As Chalmers dominated defensively with steals and deflections and contributed 11 first-half points, it was easy to relish how far the team had come since losses to Arizona, Arkansas, Nevada and Saint Joseph’s.
And then the Jayhawks regressed and managed but two field goals, including a Rush jumper with 50 seconds left, in the final 10 minutes against a spread-out 2-3 zone. Just as was the case against Arkansas, Nevada and St. Joe’s, KU failed to get easy shots in the final possessions.
“We still don’t have a guy we consider to be a go-to guy, and that’s going to make it tough,” KU coach Bill Self said. “We’ve got to be a team that’s balanced, but it sure would be nice if we knew who to try to get stuff for from a daily standpoint, as opposed to maybe who has a hot hand that particular moment.”
What’s keeping Rush from being that guy?
“He’s young and just is trying to figure it out,” Self said. “: I probably played Brandon too many minutes, and that may have contributed to him not being as effective. He said he wasn’t tired, but certainly we’ve got to do a better job of getting guys in there and hopefully put them in a position where they can knock down a shot and give us a boost.”

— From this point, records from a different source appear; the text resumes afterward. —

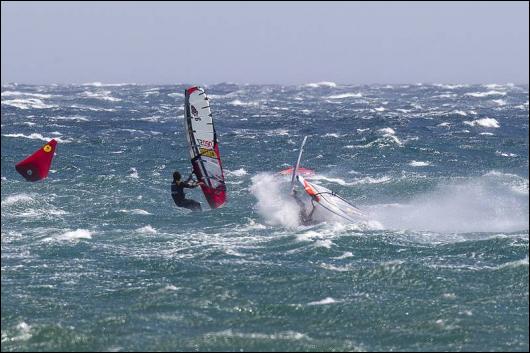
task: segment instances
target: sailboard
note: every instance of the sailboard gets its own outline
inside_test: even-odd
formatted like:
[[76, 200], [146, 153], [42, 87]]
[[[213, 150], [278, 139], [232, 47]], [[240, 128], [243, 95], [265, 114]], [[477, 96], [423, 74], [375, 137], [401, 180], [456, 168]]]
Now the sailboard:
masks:
[[350, 222], [357, 222], [360, 219], [366, 218], [366, 215], [359, 208], [333, 191], [323, 186], [310, 183], [301, 175], [297, 175], [296, 179], [302, 184], [305, 192], [312, 197], [316, 205]]
[[226, 202], [226, 187], [210, 101], [200, 87], [185, 90], [184, 125], [191, 165], [210, 208]]
[[51, 139], [31, 156], [15, 165], [17, 172], [27, 181], [38, 181], [48, 177], [57, 141]]

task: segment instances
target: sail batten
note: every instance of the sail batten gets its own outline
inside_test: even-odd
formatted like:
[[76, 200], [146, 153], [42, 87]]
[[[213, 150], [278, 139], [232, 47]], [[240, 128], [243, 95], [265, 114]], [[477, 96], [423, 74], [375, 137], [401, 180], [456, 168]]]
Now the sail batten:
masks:
[[223, 167], [210, 103], [200, 87], [185, 90], [184, 124], [193, 173], [204, 183], [201, 189], [210, 207], [221, 207], [226, 202]]

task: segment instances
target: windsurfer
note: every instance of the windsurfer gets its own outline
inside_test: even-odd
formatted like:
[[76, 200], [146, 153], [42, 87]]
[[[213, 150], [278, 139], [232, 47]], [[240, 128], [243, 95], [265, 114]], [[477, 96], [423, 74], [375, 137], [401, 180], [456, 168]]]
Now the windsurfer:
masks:
[[171, 196], [175, 205], [178, 207], [188, 208], [192, 211], [201, 211], [202, 207], [200, 202], [190, 200], [184, 195], [184, 188], [193, 189], [199, 186], [201, 183], [198, 181], [191, 181], [193, 174], [190, 174], [186, 181], [181, 181], [181, 175], [179, 172], [173, 173], [173, 182], [171, 183]]

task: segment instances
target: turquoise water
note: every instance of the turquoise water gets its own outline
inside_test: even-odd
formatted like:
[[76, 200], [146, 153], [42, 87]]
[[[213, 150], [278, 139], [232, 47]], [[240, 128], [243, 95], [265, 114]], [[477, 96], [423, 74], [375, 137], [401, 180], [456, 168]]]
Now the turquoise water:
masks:
[[[528, 86], [207, 86], [228, 203], [201, 214], [169, 192], [185, 87], [2, 87], [2, 351], [528, 351]], [[304, 135], [368, 221], [298, 224]]]

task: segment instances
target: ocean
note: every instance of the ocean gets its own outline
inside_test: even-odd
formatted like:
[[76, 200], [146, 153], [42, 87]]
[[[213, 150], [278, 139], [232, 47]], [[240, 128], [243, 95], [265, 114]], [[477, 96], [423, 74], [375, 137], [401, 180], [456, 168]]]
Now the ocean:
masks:
[[[2, 86], [2, 351], [529, 350], [528, 85], [203, 86], [228, 201], [187, 191], [202, 213], [170, 195], [190, 85]], [[304, 136], [369, 219], [299, 224]]]

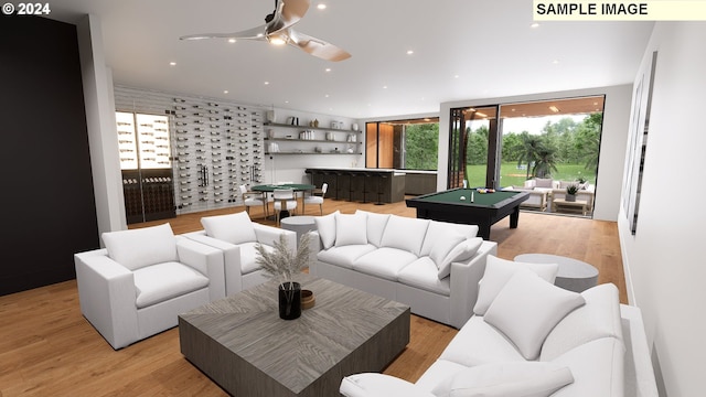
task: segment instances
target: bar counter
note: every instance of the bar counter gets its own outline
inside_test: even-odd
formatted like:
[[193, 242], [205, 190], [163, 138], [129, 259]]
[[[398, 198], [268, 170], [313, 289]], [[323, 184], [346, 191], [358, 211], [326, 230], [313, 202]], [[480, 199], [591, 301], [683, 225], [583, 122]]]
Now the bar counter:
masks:
[[370, 203], [405, 200], [405, 172], [392, 169], [308, 168], [311, 183], [329, 184], [327, 197]]

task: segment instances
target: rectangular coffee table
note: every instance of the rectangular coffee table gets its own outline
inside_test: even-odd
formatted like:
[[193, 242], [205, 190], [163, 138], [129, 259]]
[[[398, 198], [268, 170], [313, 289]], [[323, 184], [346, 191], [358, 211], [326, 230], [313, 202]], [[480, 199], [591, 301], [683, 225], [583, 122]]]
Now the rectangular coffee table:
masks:
[[338, 396], [341, 379], [379, 372], [409, 343], [409, 307], [301, 275], [315, 305], [281, 320], [277, 282], [179, 315], [182, 354], [233, 396]]

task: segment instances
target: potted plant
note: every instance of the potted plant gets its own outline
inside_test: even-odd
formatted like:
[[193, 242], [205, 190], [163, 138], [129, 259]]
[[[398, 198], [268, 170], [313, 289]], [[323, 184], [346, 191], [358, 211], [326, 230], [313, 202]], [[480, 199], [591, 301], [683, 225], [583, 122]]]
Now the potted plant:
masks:
[[258, 254], [255, 262], [270, 278], [281, 280], [278, 287], [279, 316], [284, 320], [293, 320], [301, 315], [301, 285], [293, 278], [309, 265], [311, 254], [309, 240], [309, 233], [303, 234], [296, 253], [287, 248], [284, 234], [274, 243], [272, 250], [266, 249], [261, 244], [255, 246]]
[[571, 184], [566, 186], [566, 201], [576, 201], [576, 193], [578, 193], [578, 185]]

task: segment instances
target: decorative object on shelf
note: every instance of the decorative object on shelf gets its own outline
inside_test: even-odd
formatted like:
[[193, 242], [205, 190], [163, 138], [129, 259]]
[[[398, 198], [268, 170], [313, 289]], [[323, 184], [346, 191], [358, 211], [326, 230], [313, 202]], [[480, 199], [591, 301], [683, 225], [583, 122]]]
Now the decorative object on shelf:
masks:
[[255, 246], [258, 256], [255, 259], [265, 273], [271, 278], [279, 278], [278, 287], [279, 316], [282, 320], [295, 320], [301, 315], [301, 285], [293, 281], [295, 276], [309, 266], [311, 249], [310, 235], [306, 233], [299, 239], [299, 249], [295, 251], [287, 247], [284, 234], [274, 243], [271, 251], [261, 244]]
[[571, 184], [566, 186], [566, 201], [575, 202], [576, 193], [578, 193], [578, 185]]

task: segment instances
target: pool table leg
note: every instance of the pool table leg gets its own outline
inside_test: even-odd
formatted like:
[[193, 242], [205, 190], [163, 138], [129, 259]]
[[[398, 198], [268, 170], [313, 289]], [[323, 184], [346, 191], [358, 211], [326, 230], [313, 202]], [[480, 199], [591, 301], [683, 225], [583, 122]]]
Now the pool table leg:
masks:
[[510, 228], [517, 228], [517, 223], [520, 222], [520, 205], [517, 205], [512, 214], [510, 214]]

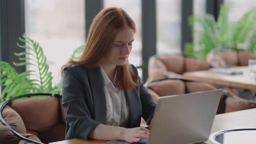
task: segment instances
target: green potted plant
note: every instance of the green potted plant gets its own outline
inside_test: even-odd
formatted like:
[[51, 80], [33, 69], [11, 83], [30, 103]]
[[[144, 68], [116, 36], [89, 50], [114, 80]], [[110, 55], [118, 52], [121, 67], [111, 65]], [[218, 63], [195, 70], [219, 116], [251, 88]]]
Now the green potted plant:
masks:
[[[61, 94], [62, 80], [56, 85], [53, 83], [51, 72], [49, 70], [49, 66], [46, 63], [46, 58], [39, 43], [27, 38], [25, 34], [19, 38], [19, 40], [25, 42], [26, 45], [21, 45], [18, 43], [18, 46], [28, 51], [15, 53], [14, 55], [19, 57], [22, 62], [13, 62], [13, 64], [16, 66], [32, 65], [36, 68], [37, 70], [27, 70], [19, 74], [8, 63], [0, 61], [0, 86], [3, 88], [0, 97], [0, 103], [11, 97], [30, 93]], [[84, 46], [83, 45], [76, 49], [71, 58], [79, 59]], [[30, 77], [37, 78], [33, 79]]]
[[[197, 34], [198, 40], [194, 44], [188, 43], [185, 55], [205, 60], [207, 54], [214, 49], [223, 48], [248, 51], [256, 50], [256, 8], [245, 14], [237, 21], [228, 20], [231, 4], [221, 6], [217, 21], [212, 15], [205, 14], [202, 17], [191, 16], [189, 24], [193, 33]], [[198, 25], [199, 28], [194, 26]]]

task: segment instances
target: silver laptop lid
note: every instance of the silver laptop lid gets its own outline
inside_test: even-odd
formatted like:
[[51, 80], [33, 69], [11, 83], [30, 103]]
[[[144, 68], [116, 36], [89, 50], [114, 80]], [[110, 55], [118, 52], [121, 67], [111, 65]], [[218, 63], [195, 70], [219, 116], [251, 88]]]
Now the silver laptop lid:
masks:
[[159, 98], [148, 143], [191, 143], [208, 140], [222, 89]]

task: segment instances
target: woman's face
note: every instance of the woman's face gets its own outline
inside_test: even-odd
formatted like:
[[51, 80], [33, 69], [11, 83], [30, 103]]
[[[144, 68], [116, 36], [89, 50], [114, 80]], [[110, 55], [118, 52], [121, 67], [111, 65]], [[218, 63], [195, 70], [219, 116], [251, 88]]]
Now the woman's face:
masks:
[[118, 32], [110, 44], [109, 51], [104, 57], [104, 63], [110, 65], [125, 65], [132, 48], [133, 35], [133, 30], [127, 27]]

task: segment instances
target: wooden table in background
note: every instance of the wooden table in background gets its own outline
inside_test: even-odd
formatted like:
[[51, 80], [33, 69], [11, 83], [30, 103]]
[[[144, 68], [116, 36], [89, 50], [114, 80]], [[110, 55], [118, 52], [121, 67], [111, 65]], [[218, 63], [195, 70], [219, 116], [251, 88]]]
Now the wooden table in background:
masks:
[[[232, 129], [256, 128], [256, 108], [216, 115], [211, 133], [217, 131]], [[107, 144], [104, 141], [87, 141], [75, 139], [50, 143], [50, 144]], [[212, 143], [210, 141], [201, 144]]]
[[250, 76], [248, 67], [233, 67], [227, 69], [242, 71], [243, 74], [228, 75], [202, 70], [185, 73], [184, 77], [185, 79], [208, 82], [212, 85], [256, 90], [255, 79]]

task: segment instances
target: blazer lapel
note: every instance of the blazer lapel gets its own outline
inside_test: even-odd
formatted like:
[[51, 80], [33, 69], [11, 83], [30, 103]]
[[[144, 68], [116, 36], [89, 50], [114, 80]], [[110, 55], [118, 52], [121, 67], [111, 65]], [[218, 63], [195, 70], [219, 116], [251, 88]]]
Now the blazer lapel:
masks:
[[88, 69], [88, 72], [94, 101], [94, 118], [97, 122], [106, 124], [107, 105], [101, 70], [98, 67], [96, 68]]
[[142, 109], [138, 93], [135, 88], [125, 90], [124, 93], [130, 110], [129, 126], [130, 128], [139, 127]]

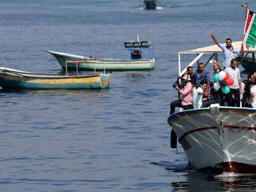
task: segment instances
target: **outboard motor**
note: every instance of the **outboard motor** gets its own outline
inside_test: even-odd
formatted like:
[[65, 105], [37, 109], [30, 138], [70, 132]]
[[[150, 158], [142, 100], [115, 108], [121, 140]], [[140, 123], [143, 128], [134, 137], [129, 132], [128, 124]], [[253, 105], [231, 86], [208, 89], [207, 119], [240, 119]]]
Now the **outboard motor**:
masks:
[[142, 52], [140, 49], [135, 49], [130, 54], [132, 59], [142, 59]]

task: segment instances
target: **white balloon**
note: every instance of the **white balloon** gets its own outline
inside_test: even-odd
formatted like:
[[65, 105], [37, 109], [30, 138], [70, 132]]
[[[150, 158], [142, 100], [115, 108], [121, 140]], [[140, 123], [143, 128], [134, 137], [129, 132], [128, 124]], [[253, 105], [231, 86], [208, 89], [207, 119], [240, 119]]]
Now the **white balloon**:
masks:
[[224, 71], [221, 71], [220, 73], [219, 73], [219, 80], [224, 80], [224, 78], [226, 77], [226, 73], [225, 73], [225, 72]]
[[218, 90], [220, 90], [220, 87], [221, 87], [221, 86], [220, 86], [219, 82], [214, 83], [213, 88], [214, 88], [214, 89], [216, 91], [217, 91]]

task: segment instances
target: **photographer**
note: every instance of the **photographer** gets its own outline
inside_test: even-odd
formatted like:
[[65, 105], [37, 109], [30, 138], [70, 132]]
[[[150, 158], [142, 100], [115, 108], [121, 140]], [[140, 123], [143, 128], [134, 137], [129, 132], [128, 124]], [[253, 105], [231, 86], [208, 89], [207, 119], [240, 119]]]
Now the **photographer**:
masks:
[[179, 91], [179, 93], [181, 94], [181, 97], [180, 99], [173, 101], [171, 102], [170, 115], [175, 112], [176, 107], [183, 108], [184, 110], [193, 109], [193, 94], [191, 91], [193, 88], [193, 78], [190, 75], [191, 70], [192, 74], [193, 74], [193, 68], [191, 67], [189, 67], [189, 69], [187, 69], [186, 73], [181, 78], [181, 81], [184, 81], [184, 84], [185, 84], [184, 85], [184, 88], [182, 88], [182, 84], [176, 82], [176, 85], [174, 85], [174, 85], [176, 85], [174, 88]]

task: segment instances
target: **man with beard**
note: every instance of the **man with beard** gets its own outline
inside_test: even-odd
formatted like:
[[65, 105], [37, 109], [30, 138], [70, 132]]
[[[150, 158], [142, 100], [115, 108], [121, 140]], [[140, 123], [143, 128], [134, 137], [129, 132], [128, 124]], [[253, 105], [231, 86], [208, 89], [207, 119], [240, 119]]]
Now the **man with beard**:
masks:
[[240, 71], [237, 68], [237, 61], [232, 59], [230, 67], [224, 72], [234, 80], [234, 84], [229, 85], [230, 92], [227, 94], [228, 106], [231, 107], [240, 107], [240, 94], [242, 93], [242, 83]]
[[223, 56], [224, 56], [224, 62], [223, 62], [223, 67], [224, 69], [229, 67], [230, 63], [231, 62], [231, 60], [233, 59], [236, 59], [238, 57], [239, 54], [242, 56], [244, 56], [244, 44], [242, 43], [241, 48], [238, 50], [237, 48], [234, 48], [232, 46], [232, 40], [231, 38], [227, 38], [226, 40], [226, 45], [221, 44], [214, 36], [214, 33], [210, 32], [210, 36], [213, 40], [213, 41], [215, 43], [216, 45], [218, 45], [220, 48], [222, 49], [223, 51]]

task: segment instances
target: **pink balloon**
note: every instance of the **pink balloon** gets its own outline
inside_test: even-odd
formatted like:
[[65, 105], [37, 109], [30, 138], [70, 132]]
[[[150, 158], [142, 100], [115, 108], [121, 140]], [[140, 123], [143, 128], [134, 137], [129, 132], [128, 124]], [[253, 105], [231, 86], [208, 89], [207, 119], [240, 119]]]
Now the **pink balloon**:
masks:
[[225, 81], [227, 82], [228, 86], [231, 86], [234, 84], [234, 80], [233, 78], [228, 78]]
[[219, 73], [219, 80], [221, 81], [224, 80], [224, 78], [226, 77], [226, 72], [224, 71], [221, 71]]
[[224, 78], [224, 80], [226, 80], [226, 79], [228, 79], [229, 78], [229, 75], [228, 73], [226, 73], [226, 77]]

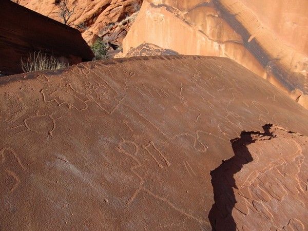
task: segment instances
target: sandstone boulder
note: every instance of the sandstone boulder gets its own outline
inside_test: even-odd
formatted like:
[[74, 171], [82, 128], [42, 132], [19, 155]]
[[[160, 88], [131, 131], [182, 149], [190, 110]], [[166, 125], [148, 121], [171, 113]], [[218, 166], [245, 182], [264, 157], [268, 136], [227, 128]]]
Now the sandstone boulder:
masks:
[[[275, 10], [272, 10], [275, 9]], [[307, 107], [307, 2], [146, 0], [123, 41], [229, 57]]]
[[75, 29], [9, 0], [0, 2], [0, 14], [1, 74], [22, 73], [21, 60], [26, 60], [34, 52], [52, 55], [70, 65], [91, 61], [94, 56]]
[[[305, 137], [251, 132], [246, 162], [230, 142], [267, 124], [306, 136], [308, 112], [234, 61], [119, 59], [0, 86], [1, 230], [210, 230], [220, 212], [243, 230], [308, 227]], [[209, 218], [228, 159], [237, 203]]]

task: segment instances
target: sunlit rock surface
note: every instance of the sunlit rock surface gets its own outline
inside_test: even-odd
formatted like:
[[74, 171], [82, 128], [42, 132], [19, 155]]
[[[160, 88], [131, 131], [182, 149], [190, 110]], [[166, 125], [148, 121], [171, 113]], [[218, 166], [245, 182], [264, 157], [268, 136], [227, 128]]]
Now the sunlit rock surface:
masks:
[[[0, 229], [307, 228], [307, 138], [261, 133], [275, 124], [307, 136], [307, 118], [222, 57], [120, 59], [1, 78]], [[213, 172], [237, 158], [243, 131], [255, 142], [240, 170], [224, 175], [235, 182], [225, 194]], [[301, 215], [285, 213], [287, 204]]]
[[308, 108], [308, 3], [304, 0], [146, 0], [123, 41], [183, 54], [227, 57]]

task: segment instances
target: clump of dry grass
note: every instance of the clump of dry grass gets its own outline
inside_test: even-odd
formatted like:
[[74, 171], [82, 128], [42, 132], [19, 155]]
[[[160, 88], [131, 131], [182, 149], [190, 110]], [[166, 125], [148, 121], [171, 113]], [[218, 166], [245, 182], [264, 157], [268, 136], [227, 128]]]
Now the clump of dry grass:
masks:
[[28, 59], [22, 58], [22, 69], [26, 72], [36, 70], [57, 70], [67, 67], [68, 64], [57, 60], [53, 56], [48, 56], [41, 51], [30, 53]]

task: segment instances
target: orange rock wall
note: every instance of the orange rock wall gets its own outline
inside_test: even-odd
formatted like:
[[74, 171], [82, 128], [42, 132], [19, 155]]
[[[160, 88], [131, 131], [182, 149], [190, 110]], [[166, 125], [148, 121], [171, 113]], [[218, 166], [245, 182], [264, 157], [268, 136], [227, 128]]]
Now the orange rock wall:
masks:
[[[55, 4], [54, 1], [43, 0], [40, 3], [36, 0], [14, 0], [14, 2], [62, 22], [59, 16], [59, 7]], [[120, 22], [131, 16], [142, 3], [142, 0], [67, 0], [70, 10], [76, 6], [68, 24], [78, 25], [83, 23], [87, 28], [82, 31], [83, 37], [88, 44], [91, 44], [97, 36], [104, 35], [104, 32], [112, 27], [111, 24]]]
[[227, 57], [308, 108], [307, 9], [300, 0], [147, 0], [123, 53], [146, 42], [181, 54]]

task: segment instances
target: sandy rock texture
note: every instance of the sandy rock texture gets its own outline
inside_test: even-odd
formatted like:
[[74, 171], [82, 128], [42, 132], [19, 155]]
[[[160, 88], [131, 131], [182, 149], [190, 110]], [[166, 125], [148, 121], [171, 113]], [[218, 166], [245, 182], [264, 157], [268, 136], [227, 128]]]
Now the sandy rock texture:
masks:
[[123, 41], [183, 54], [227, 57], [308, 108], [304, 0], [146, 0]]
[[[14, 0], [44, 15], [63, 22], [59, 4], [65, 0]], [[137, 16], [142, 0], [67, 0], [74, 13], [68, 24], [79, 29], [86, 42], [92, 44], [98, 36], [121, 44]]]
[[[119, 59], [2, 78], [0, 229], [226, 230], [224, 215], [228, 230], [307, 228], [307, 118], [222, 57]], [[255, 131], [242, 148], [243, 131]], [[230, 184], [218, 188], [229, 163]]]

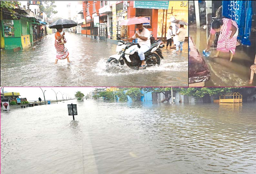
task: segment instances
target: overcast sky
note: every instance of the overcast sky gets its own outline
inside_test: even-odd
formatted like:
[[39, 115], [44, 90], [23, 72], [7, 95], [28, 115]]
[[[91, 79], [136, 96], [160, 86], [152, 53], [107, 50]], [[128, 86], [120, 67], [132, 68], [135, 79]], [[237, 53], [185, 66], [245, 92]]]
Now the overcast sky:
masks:
[[[43, 91], [46, 90], [44, 92], [45, 100], [56, 100], [55, 93], [53, 89], [57, 94], [57, 98], [58, 100], [62, 100], [62, 96], [60, 92], [63, 94], [63, 98], [65, 99], [66, 94], [67, 98], [68, 96], [70, 97], [74, 98], [74, 94], [77, 91], [80, 91], [86, 96], [91, 91], [93, 91], [96, 87], [42, 87]], [[98, 88], [101, 88], [98, 87]], [[104, 87], [105, 88], [105, 87]], [[44, 95], [43, 92], [39, 87], [4, 87], [4, 91], [9, 92], [19, 92], [21, 96], [20, 98], [27, 98], [29, 101], [37, 101], [40, 97], [42, 100], [44, 100]], [[1, 89], [2, 92], [2, 89]]]

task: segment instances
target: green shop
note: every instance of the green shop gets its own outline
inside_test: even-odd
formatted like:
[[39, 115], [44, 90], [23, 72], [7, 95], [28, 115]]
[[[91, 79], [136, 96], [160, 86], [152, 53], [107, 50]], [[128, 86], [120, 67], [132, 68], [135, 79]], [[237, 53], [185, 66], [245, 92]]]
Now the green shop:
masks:
[[1, 48], [12, 49], [31, 47], [34, 44], [32, 26], [40, 23], [24, 10], [15, 9], [18, 19], [14, 19], [9, 12], [1, 11]]

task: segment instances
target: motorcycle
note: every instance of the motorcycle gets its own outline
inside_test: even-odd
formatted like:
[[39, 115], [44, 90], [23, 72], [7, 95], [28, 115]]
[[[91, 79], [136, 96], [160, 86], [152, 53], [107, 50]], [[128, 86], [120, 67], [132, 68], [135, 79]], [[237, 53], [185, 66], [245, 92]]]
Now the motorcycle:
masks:
[[163, 44], [163, 42], [161, 39], [158, 39], [157, 40], [155, 40], [155, 38], [153, 37], [153, 34], [152, 34], [150, 35], [150, 43], [152, 45], [155, 43], [160, 43], [160, 47], [162, 48], [164, 47], [164, 45]]
[[[163, 59], [160, 43], [151, 45], [150, 48], [144, 54], [145, 61], [148, 66], [160, 65], [160, 58]], [[117, 54], [110, 56], [107, 63], [110, 64], [126, 65], [131, 68], [138, 69], [141, 65], [141, 61], [138, 55], [138, 50], [140, 48], [139, 44], [119, 40], [116, 51]]]

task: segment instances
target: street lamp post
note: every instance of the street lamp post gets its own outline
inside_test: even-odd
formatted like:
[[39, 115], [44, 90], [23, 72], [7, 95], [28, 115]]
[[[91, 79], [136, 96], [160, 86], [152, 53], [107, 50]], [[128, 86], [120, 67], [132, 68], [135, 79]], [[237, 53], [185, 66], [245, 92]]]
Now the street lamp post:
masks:
[[[54, 90], [53, 90], [53, 89], [51, 89], [53, 91], [54, 91]], [[55, 91], [54, 91], [54, 93], [55, 93], [55, 95], [56, 95], [56, 100], [57, 100], [57, 104], [58, 104], [58, 99], [57, 98], [57, 94], [58, 93], [58, 92], [56, 93], [56, 92], [55, 92]]]
[[62, 101], [64, 101], [64, 99], [63, 99], [63, 94], [62, 94], [62, 93], [60, 91], [59, 91], [59, 92], [60, 92], [60, 93], [62, 95]]
[[43, 90], [41, 88], [41, 87], [39, 87], [39, 88], [40, 88], [40, 89], [41, 89], [41, 90], [42, 90], [42, 92], [43, 92], [43, 94], [44, 94], [44, 104], [45, 105], [46, 105], [46, 101], [45, 101], [45, 98], [44, 97], [44, 92], [45, 92], [45, 91], [46, 91], [46, 90], [45, 90], [44, 91], [43, 91]]

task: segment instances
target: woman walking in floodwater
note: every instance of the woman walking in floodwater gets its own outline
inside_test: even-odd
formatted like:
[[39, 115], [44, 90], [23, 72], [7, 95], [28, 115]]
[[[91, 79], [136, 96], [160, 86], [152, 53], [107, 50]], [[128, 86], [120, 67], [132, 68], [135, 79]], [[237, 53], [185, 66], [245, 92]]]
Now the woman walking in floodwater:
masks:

This is still a team that will need a healthy Micah Downs to play and perform far better than he did with an injured hand at Colorado, where he committed four turnovers in seven minutes.
Even once that happens, KU will be a team that thrills with defensive pressure and fast-break offense and struggles to put points on the board for long stretches. Translation: a talented, young team that gets a lot better, then a little worse, then a lot better again.